If we leave the dictarships aside – as to a certain extent different rules apply there – these are not societies that breed serious or difficult thinking. They refrain from the uncomfortable and breed simple soundbytes, black and white slogans etc. I think there is a general feeling in Europe today of polarization, or the formation of many different insular group-identities, much along the same lines as in the United States, where people are mostly speaking to their own in-groups, their peers, and have little understanding or tolerance for the peculiarities or characteristics of people in other groups.


3. Do you think that social media are dangerous in a way that they can provide an audience to just about anybody, even people who can create toxic debates?


I think we've always had the audience – and the same toxic discourse has been going on. But it has happened in private. The difference with social media is that a large portion of our private lives are now no longer private – they are a performance intended for others (and as such, maybe always magnified). This can and does infuriate, for good reason. Our private voices – or the voices in our in-group – have always contained much malignance for other groups, both in jest and in seriousness. Not to detract from the toxicity of speaking ill of others, toxic discourse (along the lines of „all men are bastards“/ „all women are whores“) has also been a conduit for general frustration. We can become more polite, more inhibited in our expression, but that in itself will not rid us of the frustrations that triggered the vulgarities.

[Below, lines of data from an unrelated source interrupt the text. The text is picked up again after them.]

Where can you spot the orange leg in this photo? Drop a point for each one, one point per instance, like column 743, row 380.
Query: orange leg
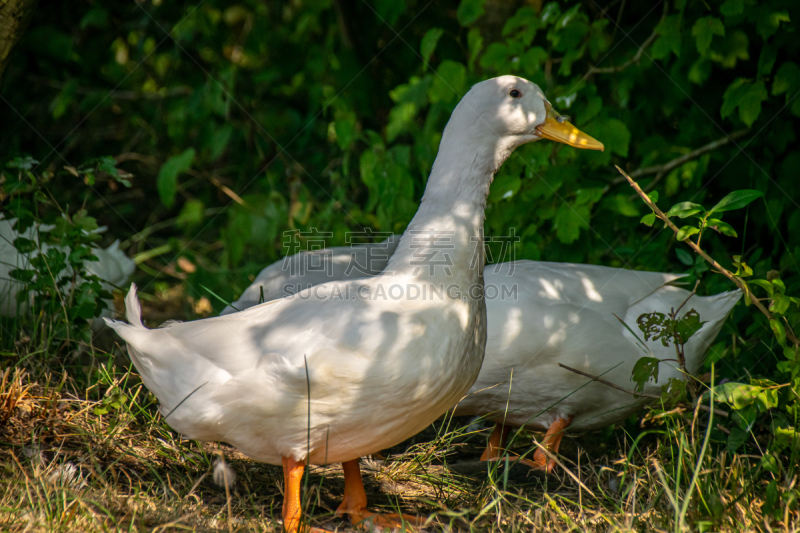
column 552, row 441
column 497, row 442
column 354, row 504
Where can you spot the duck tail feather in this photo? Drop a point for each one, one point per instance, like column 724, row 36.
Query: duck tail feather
column 133, row 312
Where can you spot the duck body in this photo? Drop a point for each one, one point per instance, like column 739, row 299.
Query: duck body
column 566, row 314
column 347, row 368
column 372, row 371
column 257, row 375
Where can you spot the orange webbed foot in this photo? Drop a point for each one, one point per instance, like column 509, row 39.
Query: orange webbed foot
column 551, row 442
column 354, row 505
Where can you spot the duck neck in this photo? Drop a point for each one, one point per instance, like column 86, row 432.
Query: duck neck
column 444, row 241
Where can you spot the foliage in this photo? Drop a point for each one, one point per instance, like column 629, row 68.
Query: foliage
column 232, row 123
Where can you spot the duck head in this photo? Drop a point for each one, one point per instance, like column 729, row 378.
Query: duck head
column 515, row 111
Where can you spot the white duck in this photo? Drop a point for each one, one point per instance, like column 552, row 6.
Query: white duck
column 113, row 267
column 354, row 367
column 540, row 314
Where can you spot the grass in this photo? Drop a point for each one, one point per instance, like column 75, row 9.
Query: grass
column 84, row 448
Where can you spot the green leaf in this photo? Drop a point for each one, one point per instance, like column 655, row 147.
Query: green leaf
column 645, row 369
column 764, row 284
column 25, row 276
column 504, row 186
column 687, row 326
column 736, row 439
column 704, row 30
column 390, row 10
column 669, row 31
column 620, row 203
column 191, row 214
column 732, row 8
column 747, row 96
column 742, row 270
column 777, row 328
column 786, row 79
column 685, row 209
column 449, row 84
column 24, row 246
column 615, row 134
column 345, row 129
column 569, row 221
column 721, row 227
column 686, row 231
column 469, row 11
column 429, row 42
column 737, row 395
column 736, row 200
column 684, row 256
column 167, row 182
column 673, row 392
column 768, row 20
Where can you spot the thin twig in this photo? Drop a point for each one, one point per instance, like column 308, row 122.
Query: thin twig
column 631, row 61
column 661, row 170
column 117, row 95
column 722, row 270
column 633, row 393
column 604, row 382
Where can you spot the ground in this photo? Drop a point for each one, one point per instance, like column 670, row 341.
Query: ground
column 102, row 459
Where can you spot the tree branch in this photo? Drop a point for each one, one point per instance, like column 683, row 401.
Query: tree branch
column 661, row 170
column 722, row 270
column 117, row 95
column 634, row 393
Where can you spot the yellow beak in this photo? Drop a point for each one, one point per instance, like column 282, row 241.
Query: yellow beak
column 557, row 128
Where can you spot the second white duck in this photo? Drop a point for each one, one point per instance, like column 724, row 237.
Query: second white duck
column 539, row 315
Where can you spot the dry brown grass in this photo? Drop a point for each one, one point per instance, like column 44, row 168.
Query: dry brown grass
column 67, row 468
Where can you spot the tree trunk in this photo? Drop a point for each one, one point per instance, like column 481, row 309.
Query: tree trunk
column 14, row 18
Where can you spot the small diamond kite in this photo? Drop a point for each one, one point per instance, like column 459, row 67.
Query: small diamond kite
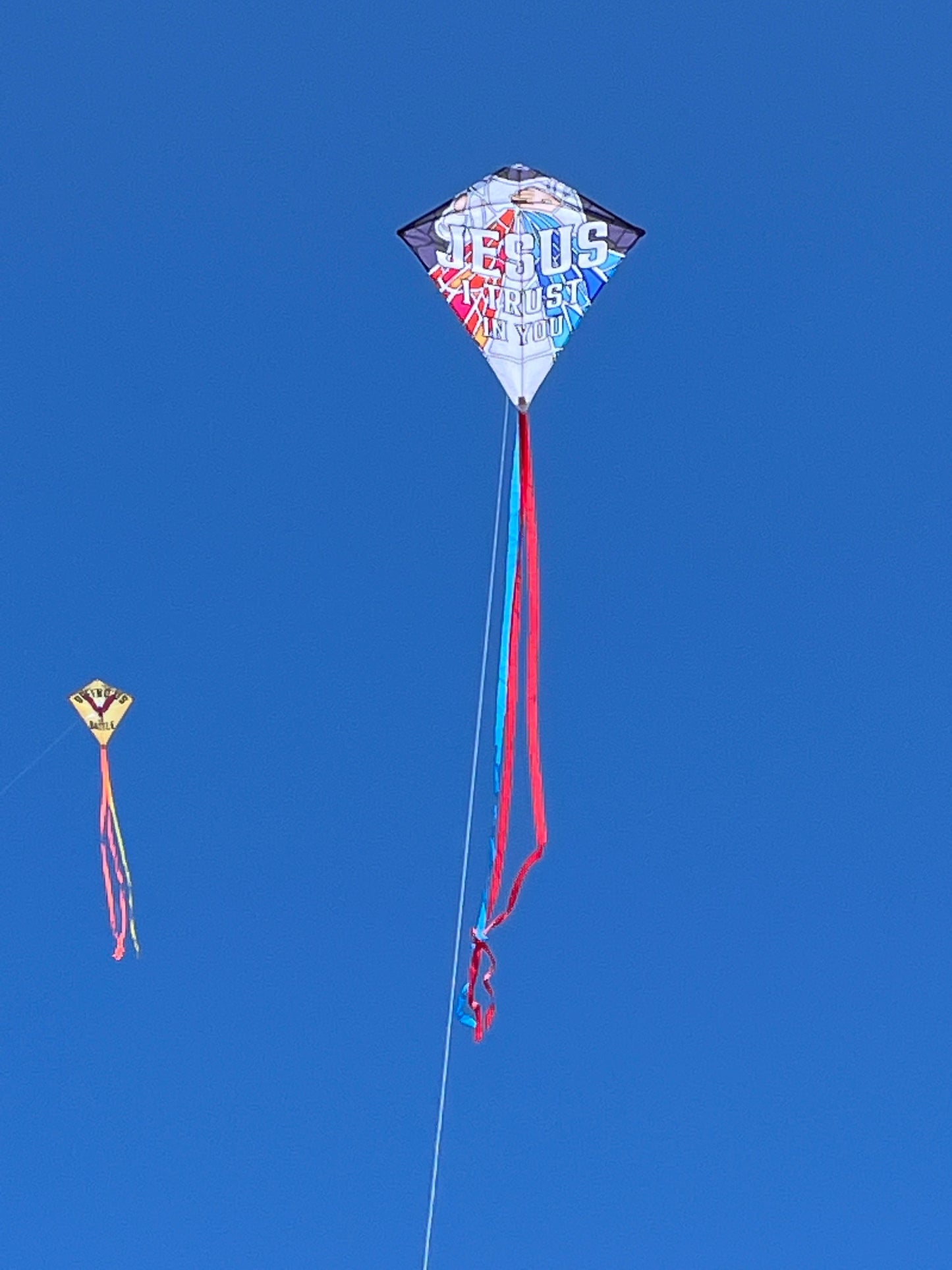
column 102, row 709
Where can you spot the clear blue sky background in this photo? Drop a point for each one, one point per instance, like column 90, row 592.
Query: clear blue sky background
column 249, row 465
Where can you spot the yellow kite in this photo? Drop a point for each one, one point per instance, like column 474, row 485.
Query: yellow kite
column 102, row 708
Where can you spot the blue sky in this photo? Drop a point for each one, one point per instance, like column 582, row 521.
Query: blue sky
column 249, row 467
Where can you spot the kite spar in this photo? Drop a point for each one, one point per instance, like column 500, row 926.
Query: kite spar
column 102, row 708
column 518, row 257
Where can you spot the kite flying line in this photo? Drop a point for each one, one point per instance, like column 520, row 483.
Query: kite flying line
column 467, row 838
column 41, row 756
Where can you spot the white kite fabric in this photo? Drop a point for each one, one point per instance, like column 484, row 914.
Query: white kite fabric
column 519, row 257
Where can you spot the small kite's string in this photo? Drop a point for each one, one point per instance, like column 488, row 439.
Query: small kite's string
column 467, row 837
column 41, row 756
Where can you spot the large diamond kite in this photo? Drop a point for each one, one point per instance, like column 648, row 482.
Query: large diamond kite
column 519, row 257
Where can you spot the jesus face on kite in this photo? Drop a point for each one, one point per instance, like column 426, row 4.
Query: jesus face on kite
column 519, row 257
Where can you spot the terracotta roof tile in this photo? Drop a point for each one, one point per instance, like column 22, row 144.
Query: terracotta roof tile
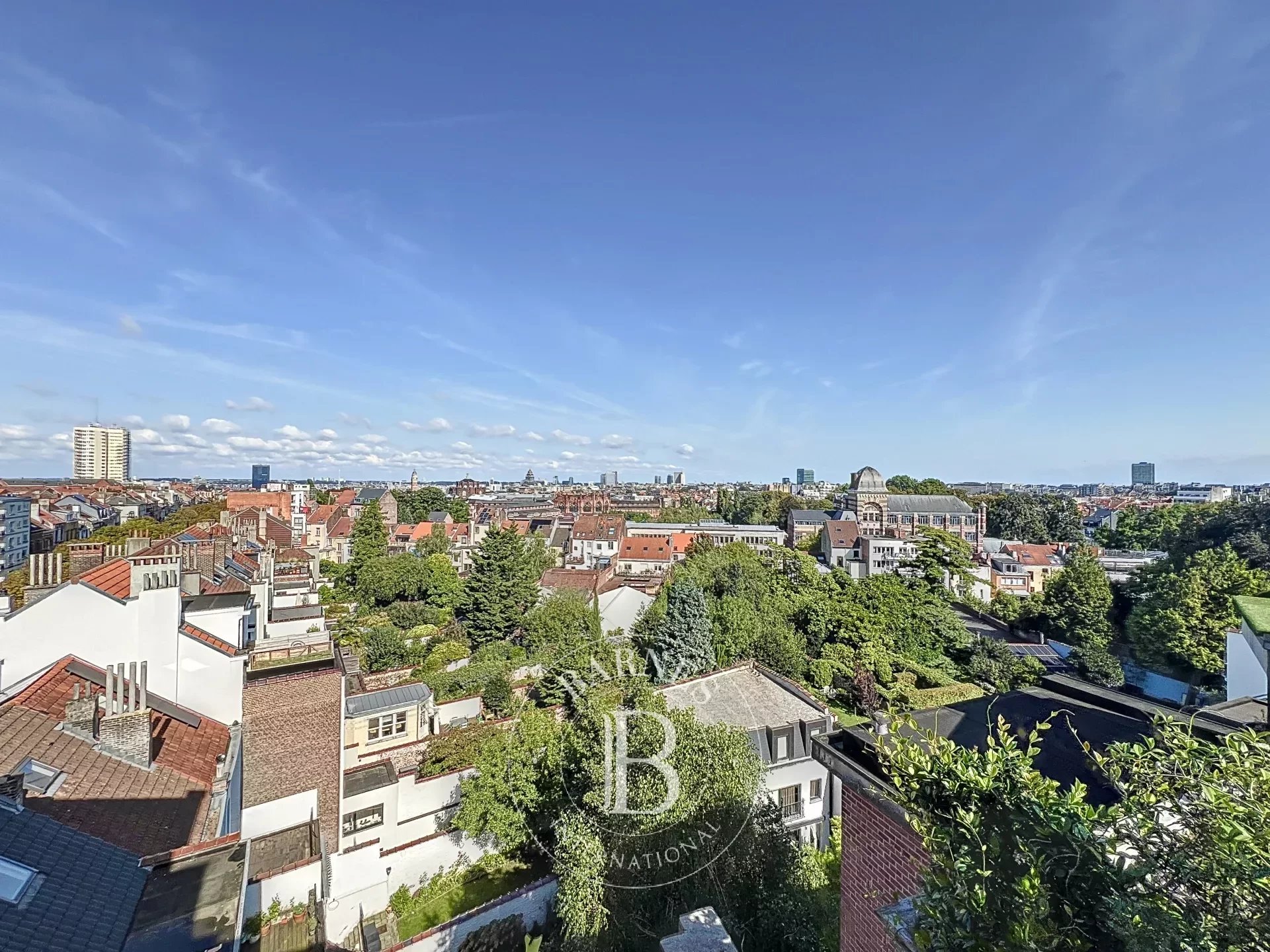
column 208, row 639
column 144, row 811
column 113, row 578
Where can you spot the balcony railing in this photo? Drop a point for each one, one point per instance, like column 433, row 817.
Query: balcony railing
column 792, row 811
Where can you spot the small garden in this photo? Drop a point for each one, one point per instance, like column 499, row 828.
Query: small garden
column 460, row 889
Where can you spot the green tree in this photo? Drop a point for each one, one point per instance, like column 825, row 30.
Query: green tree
column 1181, row 615
column 1076, row 603
column 943, row 560
column 501, row 588
column 1016, row 863
column 370, row 539
column 685, row 644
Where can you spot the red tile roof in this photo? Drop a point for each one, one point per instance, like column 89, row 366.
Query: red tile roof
column 208, row 639
column 144, row 811
column 113, row 578
column 656, row 549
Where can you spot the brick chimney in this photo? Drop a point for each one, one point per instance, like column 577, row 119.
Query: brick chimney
column 85, row 555
column 125, row 730
column 46, row 575
column 81, row 713
column 12, row 790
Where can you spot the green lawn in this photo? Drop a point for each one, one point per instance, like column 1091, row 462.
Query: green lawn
column 470, row 894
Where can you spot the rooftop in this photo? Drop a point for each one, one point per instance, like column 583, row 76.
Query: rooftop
column 292, row 731
column 143, row 811
column 743, row 697
column 386, row 699
column 190, row 904
column 1255, row 611
column 87, row 898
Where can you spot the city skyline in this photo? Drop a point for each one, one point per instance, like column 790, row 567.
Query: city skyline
column 837, row 239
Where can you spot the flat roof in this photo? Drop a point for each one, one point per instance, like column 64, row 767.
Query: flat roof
column 743, row 697
column 1255, row 611
column 190, row 904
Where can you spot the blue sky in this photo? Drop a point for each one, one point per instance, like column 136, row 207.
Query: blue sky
column 968, row 240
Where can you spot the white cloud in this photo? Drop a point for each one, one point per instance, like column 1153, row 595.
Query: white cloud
column 435, row 426
column 252, row 405
column 215, row 424
column 502, row 429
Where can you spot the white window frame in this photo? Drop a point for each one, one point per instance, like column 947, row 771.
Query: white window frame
column 386, row 727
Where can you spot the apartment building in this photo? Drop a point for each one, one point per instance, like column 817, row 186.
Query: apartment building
column 103, row 454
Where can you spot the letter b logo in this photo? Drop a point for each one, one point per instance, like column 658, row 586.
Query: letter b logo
column 618, row 763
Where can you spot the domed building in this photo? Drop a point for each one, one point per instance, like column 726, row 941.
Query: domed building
column 879, row 512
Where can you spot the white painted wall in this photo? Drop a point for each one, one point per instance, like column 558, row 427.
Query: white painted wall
column 291, row 887
column 1246, row 664
column 280, row 814
column 80, row 621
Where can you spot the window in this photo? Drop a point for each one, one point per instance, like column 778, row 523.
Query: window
column 41, row 778
column 361, row 820
column 15, row 880
column 792, row 801
column 386, row 727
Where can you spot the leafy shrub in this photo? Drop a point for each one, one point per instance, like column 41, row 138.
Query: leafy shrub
column 499, row 936
column 455, row 749
column 1097, row 666
column 498, row 695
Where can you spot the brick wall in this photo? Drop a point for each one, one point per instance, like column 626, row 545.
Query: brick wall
column 882, row 859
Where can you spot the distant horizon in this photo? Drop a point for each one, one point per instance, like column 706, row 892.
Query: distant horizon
column 1027, row 240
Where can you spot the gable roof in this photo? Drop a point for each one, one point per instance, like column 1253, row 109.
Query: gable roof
column 913, row 503
column 143, row 811
column 113, row 578
column 87, row 899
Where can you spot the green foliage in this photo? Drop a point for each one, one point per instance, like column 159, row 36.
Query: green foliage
column 1099, row 666
column 414, row 506
column 386, row 579
column 384, row 648
column 683, row 644
column 501, row 588
column 1076, row 603
column 943, row 560
column 370, row 539
column 1034, row 518
column 505, row 935
column 991, row 662
column 1019, row 863
column 929, row 487
column 1181, row 615
column 456, row 749
column 519, row 799
column 411, row 615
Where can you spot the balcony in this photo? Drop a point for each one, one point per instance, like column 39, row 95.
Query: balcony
column 792, row 811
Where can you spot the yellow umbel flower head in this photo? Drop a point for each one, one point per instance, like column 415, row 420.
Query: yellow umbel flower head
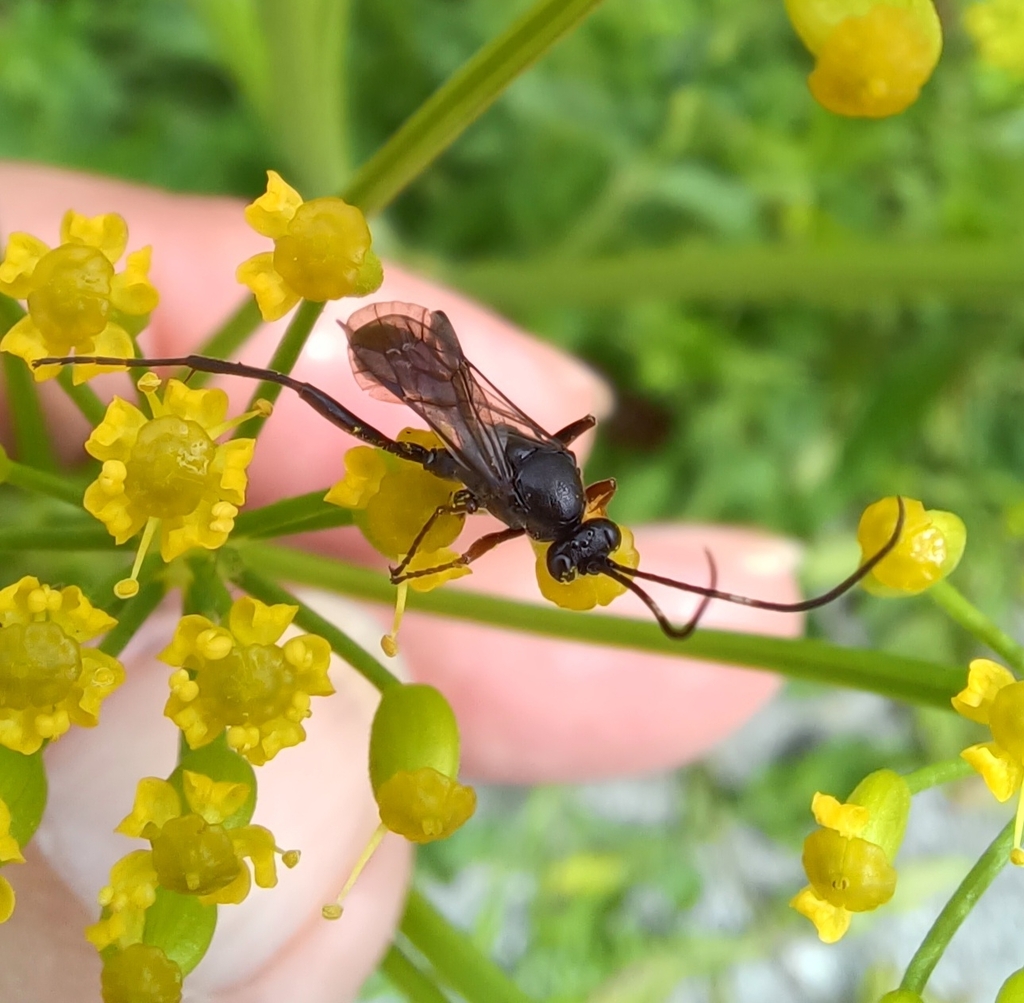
column 321, row 250
column 76, row 301
column 993, row 697
column 193, row 852
column 849, row 860
column 997, row 30
column 929, row 549
column 10, row 852
column 872, row 57
column 239, row 679
column 168, row 471
column 48, row 680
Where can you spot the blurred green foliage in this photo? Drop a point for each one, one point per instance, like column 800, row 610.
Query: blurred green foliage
column 658, row 123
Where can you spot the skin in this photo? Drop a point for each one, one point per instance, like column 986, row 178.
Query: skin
column 530, row 710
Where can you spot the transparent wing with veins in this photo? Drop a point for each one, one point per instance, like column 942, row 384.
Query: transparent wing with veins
column 407, row 353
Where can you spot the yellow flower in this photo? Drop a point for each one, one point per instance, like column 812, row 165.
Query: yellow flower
column 414, row 764
column 48, row 681
column 76, row 301
column 140, row 973
column 585, row 591
column 192, row 852
column 929, row 549
column 10, row 852
column 238, row 678
column 872, row 58
column 994, row 698
column 391, row 501
column 997, row 30
column 321, row 250
column 849, row 860
column 168, row 471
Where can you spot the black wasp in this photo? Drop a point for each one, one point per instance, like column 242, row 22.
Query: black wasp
column 509, row 465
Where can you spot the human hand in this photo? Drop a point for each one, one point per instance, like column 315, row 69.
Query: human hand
column 529, row 709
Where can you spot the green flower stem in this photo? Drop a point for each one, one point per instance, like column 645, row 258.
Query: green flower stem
column 830, row 275
column 281, row 516
column 229, row 336
column 431, row 129
column 949, row 599
column 131, row 615
column 40, row 482
column 901, row 678
column 299, row 329
column 364, row 663
column 410, row 980
column 31, row 436
column 956, row 910
column 455, row 957
column 938, row 772
column 83, row 396
column 461, row 99
column 86, row 537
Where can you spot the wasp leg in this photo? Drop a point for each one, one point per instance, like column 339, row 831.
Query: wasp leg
column 462, row 503
column 574, row 429
column 478, row 549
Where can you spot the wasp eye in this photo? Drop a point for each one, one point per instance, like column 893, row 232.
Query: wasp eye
column 560, row 568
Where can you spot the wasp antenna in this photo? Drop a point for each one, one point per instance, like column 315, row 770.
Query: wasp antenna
column 677, row 633
column 802, row 607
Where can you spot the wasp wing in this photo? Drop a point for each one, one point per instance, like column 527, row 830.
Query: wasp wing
column 407, row 353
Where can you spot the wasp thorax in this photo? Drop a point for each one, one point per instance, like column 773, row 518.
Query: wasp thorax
column 585, row 551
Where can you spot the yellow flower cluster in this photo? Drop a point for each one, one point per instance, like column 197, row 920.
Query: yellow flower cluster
column 168, row 470
column 76, row 301
column 48, row 679
column 194, row 851
column 237, row 678
column 871, row 57
column 321, row 250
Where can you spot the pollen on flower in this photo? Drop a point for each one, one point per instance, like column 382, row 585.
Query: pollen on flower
column 48, row 678
column 322, row 250
column 929, row 549
column 240, row 680
column 168, row 473
column 77, row 302
column 10, row 852
column 192, row 850
column 994, row 698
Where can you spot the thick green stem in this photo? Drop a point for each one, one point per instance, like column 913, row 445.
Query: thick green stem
column 901, row 678
column 410, row 980
column 289, row 348
column 463, row 97
column 291, row 515
column 937, row 772
column 833, row 275
column 360, row 660
column 948, row 598
column 956, row 910
column 455, row 957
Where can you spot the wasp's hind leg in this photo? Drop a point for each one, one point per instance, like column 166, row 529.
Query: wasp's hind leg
column 462, row 503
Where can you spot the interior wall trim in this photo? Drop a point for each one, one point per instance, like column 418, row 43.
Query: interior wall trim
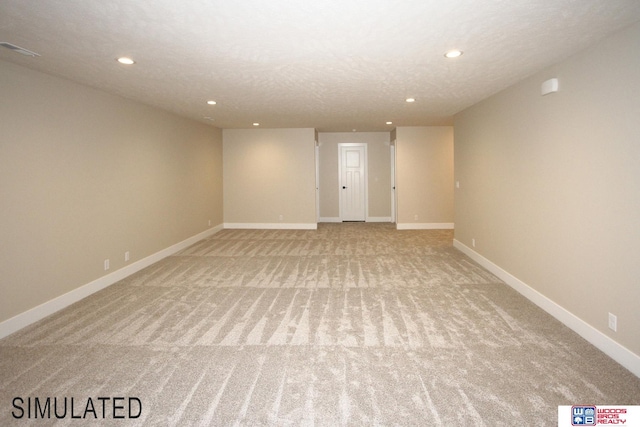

As for social media, in particular, of course it is dangerous. But so is the ocean, so is childbirth – and so is literature. We need to be much more willing to deal with the danger of being alive and to look at eachother unflinchingly and with compassion.


4. Each one of your novels is audacious and provocative in its own way ; what do you think the role of literature should be in general and in 2021?


I don't think I can – or should – speak for literature in general. I can participate in this great project of world literature like a rain drop participates in the rain and try to think of my own flight through the atmosphere and where I wish to land and make a splash. I am continuing on my path – giving my heart to the stories that I see around me, and trying to understand the nature of identity and groups, of love and selfishness, fear and rage.


I have a new novel coming out in Iceland in the fall, about the writer Eiríkur Örn, who is a dishonourable and cancelled writer in Reykjavík. It is a not an autobiography, though it may sound like it, it's a fictionalisation of the repercussions of publishing Hans Blær and becoming a transgressor – of sorts – where it (predictably) offended the right, which doesn't want to see trans identities, and angered the left, that didn't want a cishetero white male author writing about trans identities, especially not transgressive ones. So the identity in this novel – up on the chopping block – is my own.